A leader focuses on group growth and success, not individual glory. A great leader makes his or her job about making other people successful and focuses on building a performance and efficiency track record that can prepare others for the future promotions and instill the quality and confidence they need to get the job done. In other words, a great leader creates a team garnered success record that makes you all proud and better in the long run of each and everyone’s career.
Being a leader requires a combination of nurturing, mentoring, guiding and tutoring others. As a leader, making others do better is one of the main challenge at hand and begins how you meet the challenge to accept new responsibilities and be successful. It could very well be the most important point in your career and decide whether you are a success or failure individually or within the organization.
Showing leadership qualities could start as early as high school if you participated in a team sport or activity that has some level of competition to it and how you stepped up to outdo others while taking in the considerations of the needs of the team and encouraging others to put out the same effort and spirit. How you choose your friends and how you act within your social circle can be a contributing factor as well. Leaders pick their friends carefully and do not the let it happen the other way around where their “friends pick them.”
Being a physical or an academic standout does not make a leader. Being promoted does not make a leader. Once you understand that concept and truth of the matter you have a good chance of becoming a better leader. Basically, being a leader is a mindset that takes care of others before taking care of yourself. This is the gap that sets others apart and makes these promotions either another step on the success ladder or another special challenge to show others that it is possible to be successful if you work hard and stick to the integrity and principles the job requires you to have. The transition must be made to include others so that there is a common thread attached to your promotion and new position with those around you.

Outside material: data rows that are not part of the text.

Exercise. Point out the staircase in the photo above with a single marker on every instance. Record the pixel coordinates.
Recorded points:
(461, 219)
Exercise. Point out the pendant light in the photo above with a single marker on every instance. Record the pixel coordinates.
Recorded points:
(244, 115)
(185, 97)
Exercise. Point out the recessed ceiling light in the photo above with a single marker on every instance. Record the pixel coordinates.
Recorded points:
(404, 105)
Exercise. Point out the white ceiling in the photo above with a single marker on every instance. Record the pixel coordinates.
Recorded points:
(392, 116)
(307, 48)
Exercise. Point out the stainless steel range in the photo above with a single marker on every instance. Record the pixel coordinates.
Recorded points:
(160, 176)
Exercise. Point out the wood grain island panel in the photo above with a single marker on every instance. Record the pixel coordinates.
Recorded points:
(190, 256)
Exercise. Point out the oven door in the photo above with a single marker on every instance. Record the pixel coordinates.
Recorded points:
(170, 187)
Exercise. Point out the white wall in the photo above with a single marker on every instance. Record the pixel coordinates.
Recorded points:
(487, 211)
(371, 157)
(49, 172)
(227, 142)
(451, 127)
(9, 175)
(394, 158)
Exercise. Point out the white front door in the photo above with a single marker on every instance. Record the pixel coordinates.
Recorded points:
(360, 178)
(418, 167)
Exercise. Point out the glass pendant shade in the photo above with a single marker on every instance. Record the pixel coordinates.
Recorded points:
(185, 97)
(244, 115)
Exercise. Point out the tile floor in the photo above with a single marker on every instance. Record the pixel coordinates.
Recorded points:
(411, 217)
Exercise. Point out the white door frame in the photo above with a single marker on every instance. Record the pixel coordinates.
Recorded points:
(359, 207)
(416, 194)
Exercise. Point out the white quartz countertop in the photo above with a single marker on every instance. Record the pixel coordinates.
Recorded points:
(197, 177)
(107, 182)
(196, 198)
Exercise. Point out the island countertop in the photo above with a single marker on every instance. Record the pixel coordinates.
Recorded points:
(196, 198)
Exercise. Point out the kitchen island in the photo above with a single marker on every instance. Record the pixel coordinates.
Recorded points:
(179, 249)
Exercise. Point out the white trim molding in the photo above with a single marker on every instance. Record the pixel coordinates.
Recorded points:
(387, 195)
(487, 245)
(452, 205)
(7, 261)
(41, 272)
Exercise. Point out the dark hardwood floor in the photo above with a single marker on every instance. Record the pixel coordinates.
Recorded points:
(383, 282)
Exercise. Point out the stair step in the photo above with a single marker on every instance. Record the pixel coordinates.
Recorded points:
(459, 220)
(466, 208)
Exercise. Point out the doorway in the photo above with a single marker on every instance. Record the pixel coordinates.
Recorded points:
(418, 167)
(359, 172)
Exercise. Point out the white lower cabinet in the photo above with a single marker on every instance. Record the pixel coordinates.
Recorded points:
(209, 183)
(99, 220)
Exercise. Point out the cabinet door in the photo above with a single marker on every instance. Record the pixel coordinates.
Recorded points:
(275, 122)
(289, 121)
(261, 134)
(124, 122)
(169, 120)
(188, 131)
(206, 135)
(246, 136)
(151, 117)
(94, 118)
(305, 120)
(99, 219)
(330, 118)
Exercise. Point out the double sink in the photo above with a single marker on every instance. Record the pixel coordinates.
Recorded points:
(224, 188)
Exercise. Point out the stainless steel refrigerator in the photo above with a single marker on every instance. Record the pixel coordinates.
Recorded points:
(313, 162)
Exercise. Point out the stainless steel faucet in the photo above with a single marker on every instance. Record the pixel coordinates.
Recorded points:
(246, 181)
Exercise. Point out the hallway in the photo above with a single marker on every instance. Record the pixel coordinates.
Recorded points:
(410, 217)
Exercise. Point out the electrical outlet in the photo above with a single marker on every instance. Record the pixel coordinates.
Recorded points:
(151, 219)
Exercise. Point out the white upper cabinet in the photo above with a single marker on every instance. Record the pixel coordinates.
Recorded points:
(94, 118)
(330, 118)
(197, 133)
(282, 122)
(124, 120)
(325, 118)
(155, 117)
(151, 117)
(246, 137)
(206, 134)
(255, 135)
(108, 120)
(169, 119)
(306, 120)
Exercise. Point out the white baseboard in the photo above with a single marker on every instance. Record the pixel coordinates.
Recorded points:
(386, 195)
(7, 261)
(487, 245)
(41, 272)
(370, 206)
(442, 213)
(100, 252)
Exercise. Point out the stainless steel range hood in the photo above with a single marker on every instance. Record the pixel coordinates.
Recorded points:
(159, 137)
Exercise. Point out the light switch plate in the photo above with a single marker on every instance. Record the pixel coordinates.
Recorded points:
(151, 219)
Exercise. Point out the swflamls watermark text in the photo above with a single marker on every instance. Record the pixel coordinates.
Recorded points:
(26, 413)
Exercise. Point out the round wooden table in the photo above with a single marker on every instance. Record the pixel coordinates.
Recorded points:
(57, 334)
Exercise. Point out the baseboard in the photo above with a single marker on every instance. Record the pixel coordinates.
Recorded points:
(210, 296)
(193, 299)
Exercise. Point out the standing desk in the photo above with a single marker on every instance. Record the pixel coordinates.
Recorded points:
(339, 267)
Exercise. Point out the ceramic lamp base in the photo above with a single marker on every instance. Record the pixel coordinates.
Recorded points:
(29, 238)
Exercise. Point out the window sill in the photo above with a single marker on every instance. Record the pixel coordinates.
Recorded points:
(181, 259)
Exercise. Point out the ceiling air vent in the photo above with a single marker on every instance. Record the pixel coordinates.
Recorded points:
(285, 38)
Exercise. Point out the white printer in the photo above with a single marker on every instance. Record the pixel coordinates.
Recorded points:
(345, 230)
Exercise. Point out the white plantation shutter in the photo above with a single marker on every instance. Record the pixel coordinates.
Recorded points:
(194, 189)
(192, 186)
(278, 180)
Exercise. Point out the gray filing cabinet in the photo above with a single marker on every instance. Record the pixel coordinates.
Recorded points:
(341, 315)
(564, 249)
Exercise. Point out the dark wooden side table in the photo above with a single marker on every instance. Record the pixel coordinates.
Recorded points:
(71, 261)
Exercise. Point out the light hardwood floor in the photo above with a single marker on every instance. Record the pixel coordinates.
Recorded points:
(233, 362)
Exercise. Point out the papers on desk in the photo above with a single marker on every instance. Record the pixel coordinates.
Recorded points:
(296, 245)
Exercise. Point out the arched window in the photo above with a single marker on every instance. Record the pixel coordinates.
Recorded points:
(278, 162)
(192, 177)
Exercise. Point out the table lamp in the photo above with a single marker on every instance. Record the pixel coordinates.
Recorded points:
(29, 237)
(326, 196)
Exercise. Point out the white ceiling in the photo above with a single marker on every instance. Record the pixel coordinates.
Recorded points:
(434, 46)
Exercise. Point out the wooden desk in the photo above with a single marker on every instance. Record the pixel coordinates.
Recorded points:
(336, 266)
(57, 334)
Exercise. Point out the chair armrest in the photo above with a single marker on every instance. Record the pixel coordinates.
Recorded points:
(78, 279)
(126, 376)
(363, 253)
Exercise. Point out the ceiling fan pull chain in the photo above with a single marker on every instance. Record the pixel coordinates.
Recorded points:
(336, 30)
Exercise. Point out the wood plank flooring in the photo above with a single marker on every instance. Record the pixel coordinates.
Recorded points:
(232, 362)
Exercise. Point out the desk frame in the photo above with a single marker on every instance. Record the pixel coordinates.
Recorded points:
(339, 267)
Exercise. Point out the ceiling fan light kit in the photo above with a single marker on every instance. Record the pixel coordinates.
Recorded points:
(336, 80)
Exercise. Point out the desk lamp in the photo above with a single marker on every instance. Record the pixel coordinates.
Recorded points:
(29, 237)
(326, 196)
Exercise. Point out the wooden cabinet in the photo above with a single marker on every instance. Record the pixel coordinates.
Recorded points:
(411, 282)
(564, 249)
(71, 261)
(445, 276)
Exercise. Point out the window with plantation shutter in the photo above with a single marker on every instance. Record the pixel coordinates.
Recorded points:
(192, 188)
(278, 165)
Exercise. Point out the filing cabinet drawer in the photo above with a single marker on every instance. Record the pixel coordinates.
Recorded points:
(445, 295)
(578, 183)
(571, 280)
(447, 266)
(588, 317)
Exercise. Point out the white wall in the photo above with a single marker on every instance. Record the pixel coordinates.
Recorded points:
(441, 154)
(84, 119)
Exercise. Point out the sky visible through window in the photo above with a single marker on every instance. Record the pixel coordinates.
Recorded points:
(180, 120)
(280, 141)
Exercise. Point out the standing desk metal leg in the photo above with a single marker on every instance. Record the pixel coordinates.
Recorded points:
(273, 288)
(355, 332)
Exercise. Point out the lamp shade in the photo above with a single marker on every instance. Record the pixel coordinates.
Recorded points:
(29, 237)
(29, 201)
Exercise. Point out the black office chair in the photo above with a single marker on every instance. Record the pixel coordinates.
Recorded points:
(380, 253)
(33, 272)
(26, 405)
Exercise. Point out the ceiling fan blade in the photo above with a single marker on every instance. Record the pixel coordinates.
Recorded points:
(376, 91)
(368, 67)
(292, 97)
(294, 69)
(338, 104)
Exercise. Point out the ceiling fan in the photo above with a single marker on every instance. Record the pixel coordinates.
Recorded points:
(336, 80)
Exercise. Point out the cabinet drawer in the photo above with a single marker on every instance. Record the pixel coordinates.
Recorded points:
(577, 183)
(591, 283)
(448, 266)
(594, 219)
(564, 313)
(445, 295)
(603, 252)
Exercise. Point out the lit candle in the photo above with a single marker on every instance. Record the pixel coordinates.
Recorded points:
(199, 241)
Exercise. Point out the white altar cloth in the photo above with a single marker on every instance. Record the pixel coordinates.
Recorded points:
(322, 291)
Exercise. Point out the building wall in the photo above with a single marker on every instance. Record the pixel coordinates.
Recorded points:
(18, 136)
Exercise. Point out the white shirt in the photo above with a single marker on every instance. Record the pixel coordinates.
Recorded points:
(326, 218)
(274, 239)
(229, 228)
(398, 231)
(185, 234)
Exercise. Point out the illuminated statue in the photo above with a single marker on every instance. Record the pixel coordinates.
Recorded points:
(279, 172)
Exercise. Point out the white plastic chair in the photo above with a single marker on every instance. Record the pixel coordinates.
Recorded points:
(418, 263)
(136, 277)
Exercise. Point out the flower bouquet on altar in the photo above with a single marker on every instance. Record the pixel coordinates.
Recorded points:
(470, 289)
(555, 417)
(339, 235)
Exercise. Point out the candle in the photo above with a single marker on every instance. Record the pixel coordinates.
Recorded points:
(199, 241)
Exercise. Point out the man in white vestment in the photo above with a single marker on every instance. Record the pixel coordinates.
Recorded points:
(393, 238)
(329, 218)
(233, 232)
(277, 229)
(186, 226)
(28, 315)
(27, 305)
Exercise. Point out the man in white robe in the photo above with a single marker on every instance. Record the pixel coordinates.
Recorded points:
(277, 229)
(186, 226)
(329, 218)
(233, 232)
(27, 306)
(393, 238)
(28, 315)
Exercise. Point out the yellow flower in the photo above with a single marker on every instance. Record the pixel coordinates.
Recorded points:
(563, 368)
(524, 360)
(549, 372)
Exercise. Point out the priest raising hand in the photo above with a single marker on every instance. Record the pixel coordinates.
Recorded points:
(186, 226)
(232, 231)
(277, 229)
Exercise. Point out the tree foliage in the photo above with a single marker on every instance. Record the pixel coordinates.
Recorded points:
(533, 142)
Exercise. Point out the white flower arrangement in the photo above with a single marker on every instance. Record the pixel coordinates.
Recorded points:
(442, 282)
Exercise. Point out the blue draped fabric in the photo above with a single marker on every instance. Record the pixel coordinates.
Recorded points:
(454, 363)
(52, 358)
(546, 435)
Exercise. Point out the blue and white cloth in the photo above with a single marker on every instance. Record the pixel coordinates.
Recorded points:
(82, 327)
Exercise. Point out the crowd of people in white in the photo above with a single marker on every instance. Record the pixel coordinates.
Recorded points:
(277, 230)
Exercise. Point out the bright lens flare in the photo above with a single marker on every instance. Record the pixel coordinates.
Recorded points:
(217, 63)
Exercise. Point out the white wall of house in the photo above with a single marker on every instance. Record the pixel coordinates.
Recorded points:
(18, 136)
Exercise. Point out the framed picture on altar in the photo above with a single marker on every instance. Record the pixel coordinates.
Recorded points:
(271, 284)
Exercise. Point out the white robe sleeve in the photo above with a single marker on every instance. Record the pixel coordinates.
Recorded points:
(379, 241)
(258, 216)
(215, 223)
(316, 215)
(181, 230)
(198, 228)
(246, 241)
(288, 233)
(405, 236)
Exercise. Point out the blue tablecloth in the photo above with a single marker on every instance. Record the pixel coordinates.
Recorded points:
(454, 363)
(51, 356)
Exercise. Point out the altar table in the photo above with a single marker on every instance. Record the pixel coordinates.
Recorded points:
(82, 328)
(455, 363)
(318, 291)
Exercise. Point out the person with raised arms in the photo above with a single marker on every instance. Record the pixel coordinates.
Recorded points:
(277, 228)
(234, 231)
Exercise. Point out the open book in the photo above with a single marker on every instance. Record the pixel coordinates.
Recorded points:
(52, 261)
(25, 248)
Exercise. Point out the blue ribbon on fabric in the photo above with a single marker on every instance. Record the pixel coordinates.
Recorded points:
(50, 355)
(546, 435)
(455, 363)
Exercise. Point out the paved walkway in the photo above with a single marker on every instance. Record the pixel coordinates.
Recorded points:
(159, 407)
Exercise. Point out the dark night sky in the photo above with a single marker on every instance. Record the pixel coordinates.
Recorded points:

Leaders care about their people. Good leadership requires compassion and passion for the job and the team he or she is surrounded with. It requires good listening skills and caring about others feelings or ideas. Sharing a mutual interest and loving the way you do your job or how to make it better is part of what people look for in a leader that remains positive throughout those challenges within. Great leaders talk with people and work with people. They make sure the relationship reflects the “with” and not the “for” when others observe the team at work.
Corrections.com author, Carl ToersBijns, (retired), has worked in corrections for over 25 yrs He held positions of a Correctional Officer I, II, III [Captain] Chief of Security Mental Health Treatment Center – Program Director – Associate Warden - Deputy Warden of Administration & Operations. Car’s prison philosophy is all about the safety of the public, staff and inmates, "I believe my strongest quality is that I create strategies that are practical, functional and cost effective."